WebAssembly / simd

Branch of the spec repo scoped to discussion of SIMD in WebAssembly
Other
527 stars 43 forks source link

Consider a more efficient encoding for v128.const 0 #521

Closed ngzhian closed 2 years ago

ngzhian commented 2 years ago

v128.const 0 is the most common v128.const operation I see in some benchmarks (>10x more frequently than other v128.const constants). It is currently 18 bytes (16 of which are 0), perhaps a more efficient want of encoding this (a special instruction) should be considered (for a subsequent proposal of course)?

steven-johnson commented 2 years ago

Would it be more efficient to just (say) i8x16.splat 0 ?

EDIT: oops, I guess there is no immediate form of the splat instructions.

ngzhian commented 2 years ago

Yea it would be more efficient (code size) to say:

i32.const 0 (2 bytes)
i8x16.splat (2 bytes)

However, the toolchain will mostly emit a v128.const 0 for that (cc @tlively). I think maybe a special case for splat (of any shape) of constant 0, to emit the splat instead of v128.const, will be nice. That said, binary size isn't a huge problem for now (haven't gotten reports about it yet!) but just filing this to track :)

penzn commented 2 years ago

I think that is the easiest fix :) We can possibly consider using variable integer encoding of up to 128 bits, though that can be slightly awkward.

Maratyszcza commented 2 years ago

Related: #255

tlively commented 2 years ago

It would be good to figure out what a typical percentage of code size this would save. If there are situations in which splats (or other patterns) would be faster than v128.const, that would be especially good to know about, because that would be a clear win.

Maratyszcza commented 2 years ago

splats would never be faster than v128.const, because v128.const guarantees the literal to be static, while splat does not.

penzn commented 2 years ago

We can use the trusty LEB encoding which we already use in other places.

ngzhian commented 2 years ago

say we have a 2 byte encoding, in a release-built Wasm file that is 4082107 bytes (with 582 v128.const instructions, 297 of which are with const 0), we can save (18 - 2) * 297 = 4752 bytes (.1%).

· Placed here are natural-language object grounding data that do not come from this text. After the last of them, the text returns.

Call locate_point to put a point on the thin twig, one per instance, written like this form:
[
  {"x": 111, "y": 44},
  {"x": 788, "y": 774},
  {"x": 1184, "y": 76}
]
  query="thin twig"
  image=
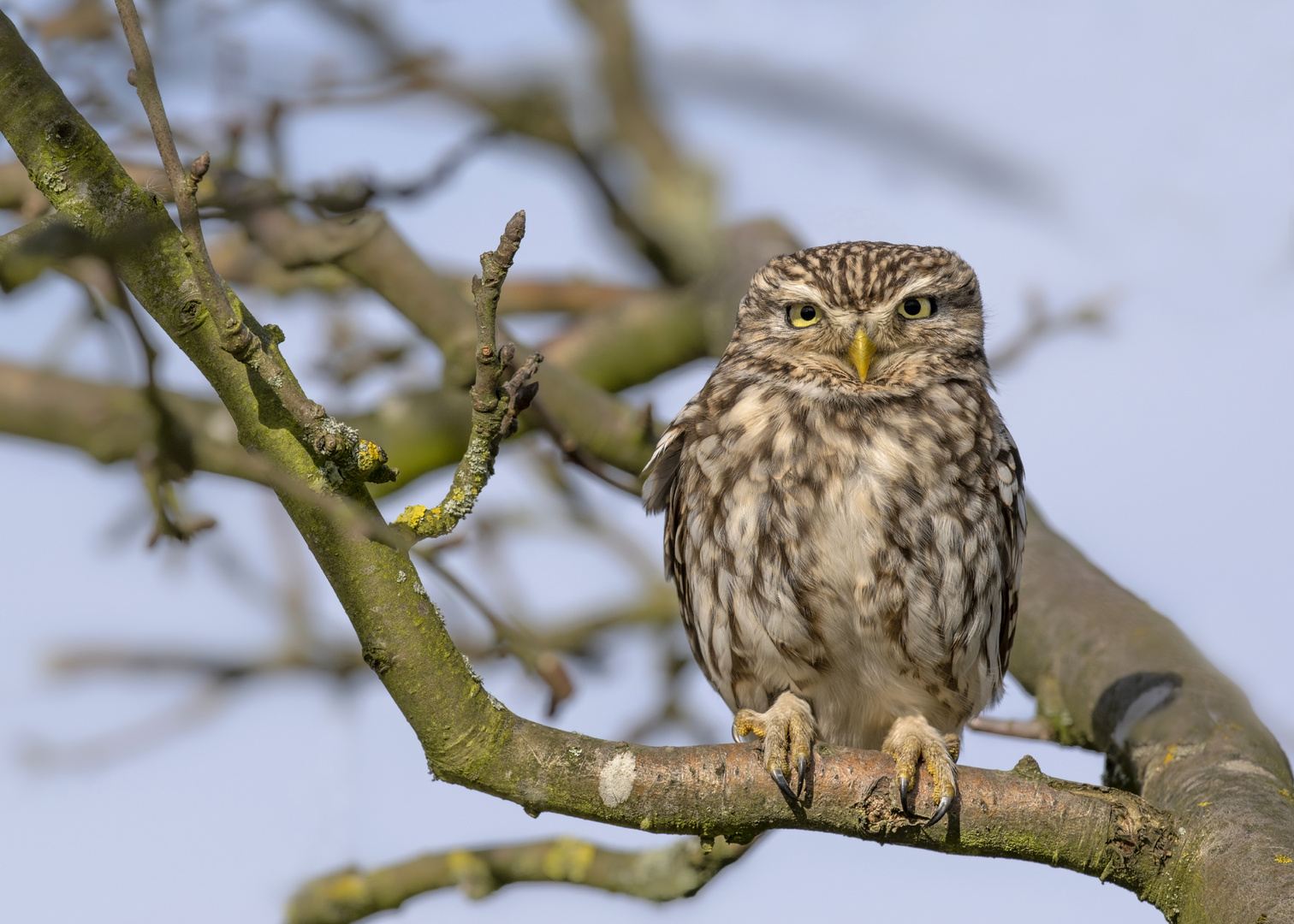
[
  {"x": 1036, "y": 729},
  {"x": 575, "y": 453},
  {"x": 331, "y": 439},
  {"x": 495, "y": 404}
]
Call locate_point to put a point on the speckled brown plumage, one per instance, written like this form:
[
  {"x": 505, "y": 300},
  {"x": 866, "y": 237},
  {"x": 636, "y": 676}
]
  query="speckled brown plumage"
[{"x": 852, "y": 542}]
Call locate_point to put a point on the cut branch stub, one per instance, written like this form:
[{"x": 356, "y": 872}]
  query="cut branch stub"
[{"x": 495, "y": 406}]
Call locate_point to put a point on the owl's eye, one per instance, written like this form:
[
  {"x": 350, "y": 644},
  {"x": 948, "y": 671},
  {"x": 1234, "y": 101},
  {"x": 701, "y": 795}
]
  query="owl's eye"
[
  {"x": 804, "y": 316},
  {"x": 915, "y": 310}
]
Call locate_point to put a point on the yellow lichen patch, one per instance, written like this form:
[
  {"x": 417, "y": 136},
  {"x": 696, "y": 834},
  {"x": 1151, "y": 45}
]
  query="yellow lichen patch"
[
  {"x": 346, "y": 888},
  {"x": 568, "y": 860},
  {"x": 369, "y": 456},
  {"x": 413, "y": 515}
]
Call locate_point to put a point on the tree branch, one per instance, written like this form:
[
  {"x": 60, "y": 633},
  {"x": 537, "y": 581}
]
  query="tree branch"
[
  {"x": 348, "y": 456},
  {"x": 660, "y": 875},
  {"x": 493, "y": 417},
  {"x": 1205, "y": 746}
]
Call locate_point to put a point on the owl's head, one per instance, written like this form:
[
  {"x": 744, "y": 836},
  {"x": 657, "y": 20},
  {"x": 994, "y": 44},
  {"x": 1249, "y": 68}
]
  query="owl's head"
[{"x": 864, "y": 315}]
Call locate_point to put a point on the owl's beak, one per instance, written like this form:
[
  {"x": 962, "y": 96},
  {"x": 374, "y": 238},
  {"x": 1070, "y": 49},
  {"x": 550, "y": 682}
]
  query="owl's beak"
[{"x": 861, "y": 352}]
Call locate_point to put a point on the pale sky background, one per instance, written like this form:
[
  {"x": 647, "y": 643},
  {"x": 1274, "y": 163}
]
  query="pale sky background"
[{"x": 1157, "y": 154}]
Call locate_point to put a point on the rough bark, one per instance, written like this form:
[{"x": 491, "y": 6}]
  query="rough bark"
[{"x": 1208, "y": 843}]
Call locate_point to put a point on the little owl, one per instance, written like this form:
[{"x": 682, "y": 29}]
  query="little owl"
[{"x": 846, "y": 512}]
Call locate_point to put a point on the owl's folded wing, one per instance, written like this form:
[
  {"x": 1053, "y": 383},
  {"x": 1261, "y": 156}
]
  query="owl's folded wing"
[{"x": 1011, "y": 491}]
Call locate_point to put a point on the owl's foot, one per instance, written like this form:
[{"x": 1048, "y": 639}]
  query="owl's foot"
[
  {"x": 787, "y": 732},
  {"x": 910, "y": 740}
]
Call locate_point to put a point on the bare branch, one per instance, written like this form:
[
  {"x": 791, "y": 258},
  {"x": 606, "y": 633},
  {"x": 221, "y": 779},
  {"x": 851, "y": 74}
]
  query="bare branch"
[
  {"x": 331, "y": 439},
  {"x": 1036, "y": 729},
  {"x": 493, "y": 417},
  {"x": 660, "y": 875}
]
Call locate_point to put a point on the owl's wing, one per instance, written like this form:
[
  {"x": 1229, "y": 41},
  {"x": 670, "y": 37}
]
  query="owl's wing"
[
  {"x": 662, "y": 492},
  {"x": 662, "y": 469},
  {"x": 1011, "y": 547}
]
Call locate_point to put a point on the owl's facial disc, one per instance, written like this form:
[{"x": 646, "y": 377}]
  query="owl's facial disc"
[{"x": 861, "y": 352}]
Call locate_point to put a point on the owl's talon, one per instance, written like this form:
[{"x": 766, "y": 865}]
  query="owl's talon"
[
  {"x": 912, "y": 740},
  {"x": 781, "y": 779},
  {"x": 787, "y": 732},
  {"x": 940, "y": 812}
]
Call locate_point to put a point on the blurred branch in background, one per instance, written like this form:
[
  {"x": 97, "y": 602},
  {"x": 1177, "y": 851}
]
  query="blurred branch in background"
[{"x": 660, "y": 204}]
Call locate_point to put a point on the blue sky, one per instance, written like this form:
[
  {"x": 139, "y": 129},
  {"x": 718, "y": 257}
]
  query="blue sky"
[{"x": 1153, "y": 146}]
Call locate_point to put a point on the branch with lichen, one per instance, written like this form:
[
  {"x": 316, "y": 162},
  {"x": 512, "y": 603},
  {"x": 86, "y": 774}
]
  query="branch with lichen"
[
  {"x": 495, "y": 406},
  {"x": 659, "y": 875},
  {"x": 347, "y": 454},
  {"x": 1195, "y": 744}
]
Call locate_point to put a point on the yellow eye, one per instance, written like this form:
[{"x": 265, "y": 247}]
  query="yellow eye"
[
  {"x": 915, "y": 310},
  {"x": 804, "y": 316}
]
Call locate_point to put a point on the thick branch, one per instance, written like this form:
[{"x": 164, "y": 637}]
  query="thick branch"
[{"x": 1182, "y": 861}]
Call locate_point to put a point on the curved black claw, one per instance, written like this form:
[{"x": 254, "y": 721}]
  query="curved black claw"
[
  {"x": 781, "y": 779},
  {"x": 940, "y": 812}
]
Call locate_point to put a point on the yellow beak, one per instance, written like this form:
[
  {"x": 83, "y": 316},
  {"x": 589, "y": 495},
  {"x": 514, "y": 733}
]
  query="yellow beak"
[{"x": 861, "y": 351}]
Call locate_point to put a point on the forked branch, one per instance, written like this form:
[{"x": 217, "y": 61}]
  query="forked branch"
[{"x": 495, "y": 406}]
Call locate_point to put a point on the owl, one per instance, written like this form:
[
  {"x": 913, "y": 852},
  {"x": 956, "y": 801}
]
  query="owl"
[{"x": 846, "y": 512}]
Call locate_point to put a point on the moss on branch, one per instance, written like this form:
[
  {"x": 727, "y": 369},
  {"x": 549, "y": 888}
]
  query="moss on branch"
[
  {"x": 659, "y": 875},
  {"x": 1203, "y": 744}
]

The gzip version of the file is 2077721 bytes, I locally replaced the v128.const 0 with 0x7b7b, the resulting gzip version is 2077463 (diff of 258 bytes) (0.01%).

s=open('release.wasm','rb').read()
t=s.replace(b'\xfd\x0c' + b'\x00'*16, b'\x7b\x7b')
open('release-new.wasm','wb').write(t)
$ gzip -9 -c release-new.wasm > release-new.wasm.gz
$ du -b release*
4077355 release-new.wasm
2077463 release-new.wasm.gz
4082107 release.wasm
2077721 release.wasm.gz

So it turns out, not a lot of savings! Streams of 0 compress well, plus v128.const don't show up as much. Sad at this result, but good to have some rough numbers here.

ngzhian commented 2 years ago

I'm going to close this out, seems not that useful, we can follow-up in #255 anyway, thanks all for the comments!

tlively commented 2 years ago

Thanks for putting in the leg work to investigate that, @ngzhian!